Ah, the Champions League, the bloated, vile, venal parasite of European football, with its hideous anthem and putrid stench of self-importance. How I hate this wretched competition. Yet qualifying for it is now deemed to be the greatest achievement of any club, more desired than mere trophies and finals. Clubs with trophy cabinets that used to gleam with silverware are now more interested in securing next year’s income stream, terrified about what might happen to the bank balance if they fail. Henry Norris and Arsene Wenger have more in common than we could have ever imagined when Wenger brought swashbuckling trophy-winning teary-eyed romantic football to the Emirates in 1998. Fuck success, fuck beauty, fuck romance, fuck football: give me the cash.
I don’t get it. I never have. I understand why money is important in football, but that doesn’t mean I want to have my nose rubbed in it. In 2003, Chelsea played Liverpool; the winner would finish third and qualify for the Champions League. This was, in financial terms, the biggest game in the club’s history, I was told by friends. It was more important than a cup final, they said. Well, I’ve been to a few cup finals, and that sir was no cup final. It was a squalid mudfight for cold hard cash, a stripping down of modern football to its ugliest essentials. And yet it was presented as if it was a thing to admire, and people bought into it. Why?
I hated it then and I hated it now, especially as the Champions League’s weight and wealth has expanded, rewarding failure in the rich leagues to the point where it has pretty much destroyed all European domestic football outside of England, Spain, Italy and Germany, and turning the FA Cup and League Cup into heavily sponsored footnotes.
It’s even turned the Europa League into a joke, in England at least. Patrice Evra said it was ’embarrassing’ that Manchester United were playing in the Europa this season, something you’d hope would make Uefa take a long, hard look at what they have done, although of course they didn’t. The Europa has its fans, but in reality it’s a sad and unlovable replacement for the splendid streamlined charms of the old Uefa and Cup Winners’ cups.
But nothing can be allowed to compete with the CL’s budget, which throws millions of pounds at so-so teams, encouraging billionaires to buy into the game in a bid to join the bunfight – something Uefa are now trying to ban without acknowledging the root cause, the disproportionate rewards offered by their beloved keynote trophy.

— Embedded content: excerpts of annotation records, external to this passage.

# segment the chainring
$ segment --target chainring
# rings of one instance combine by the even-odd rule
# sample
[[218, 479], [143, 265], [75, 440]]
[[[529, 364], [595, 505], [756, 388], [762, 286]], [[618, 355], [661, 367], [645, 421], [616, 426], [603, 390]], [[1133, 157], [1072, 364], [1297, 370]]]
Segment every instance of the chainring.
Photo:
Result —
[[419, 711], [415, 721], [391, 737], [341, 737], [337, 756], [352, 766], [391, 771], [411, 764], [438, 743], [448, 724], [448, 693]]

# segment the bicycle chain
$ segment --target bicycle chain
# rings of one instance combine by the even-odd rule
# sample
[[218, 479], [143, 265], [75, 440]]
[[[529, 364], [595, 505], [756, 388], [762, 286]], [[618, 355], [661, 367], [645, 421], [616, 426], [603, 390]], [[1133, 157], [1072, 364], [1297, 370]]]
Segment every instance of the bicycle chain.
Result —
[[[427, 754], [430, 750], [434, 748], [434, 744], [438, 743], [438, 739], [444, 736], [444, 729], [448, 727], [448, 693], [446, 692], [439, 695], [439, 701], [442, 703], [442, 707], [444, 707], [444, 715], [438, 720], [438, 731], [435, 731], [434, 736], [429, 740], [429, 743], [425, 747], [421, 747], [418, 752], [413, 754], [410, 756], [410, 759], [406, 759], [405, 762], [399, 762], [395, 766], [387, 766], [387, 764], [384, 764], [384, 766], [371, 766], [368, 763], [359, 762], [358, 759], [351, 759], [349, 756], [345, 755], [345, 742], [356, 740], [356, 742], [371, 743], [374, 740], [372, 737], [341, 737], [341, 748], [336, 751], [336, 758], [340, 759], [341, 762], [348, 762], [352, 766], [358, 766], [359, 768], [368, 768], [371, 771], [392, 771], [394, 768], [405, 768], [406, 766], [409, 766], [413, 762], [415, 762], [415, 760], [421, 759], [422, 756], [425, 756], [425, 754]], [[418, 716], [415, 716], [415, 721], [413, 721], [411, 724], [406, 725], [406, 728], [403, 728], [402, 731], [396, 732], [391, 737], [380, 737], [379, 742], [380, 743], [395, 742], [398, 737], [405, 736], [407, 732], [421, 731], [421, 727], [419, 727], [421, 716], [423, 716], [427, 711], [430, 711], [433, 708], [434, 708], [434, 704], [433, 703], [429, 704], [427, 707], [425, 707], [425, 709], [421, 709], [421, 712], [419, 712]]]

Meanwhile, leagues, cups and the dignity and priorities of supporters all disappear beneath the whirling blades of Uefa’s deranged zombie lawnmower.
And now we have come to the extreme logic of the position, where we’re told that the main reason Chelsea should want to win the Champions League final on Saturday is so they can qualify for next year’s Champions League, as if the trophy itself is just something that comes free in a packet of corn flakes, and nobody bats an eyelid. How can this be right? What have Uefa been allowed to do to 57 years of history? And why does nobody appear to care?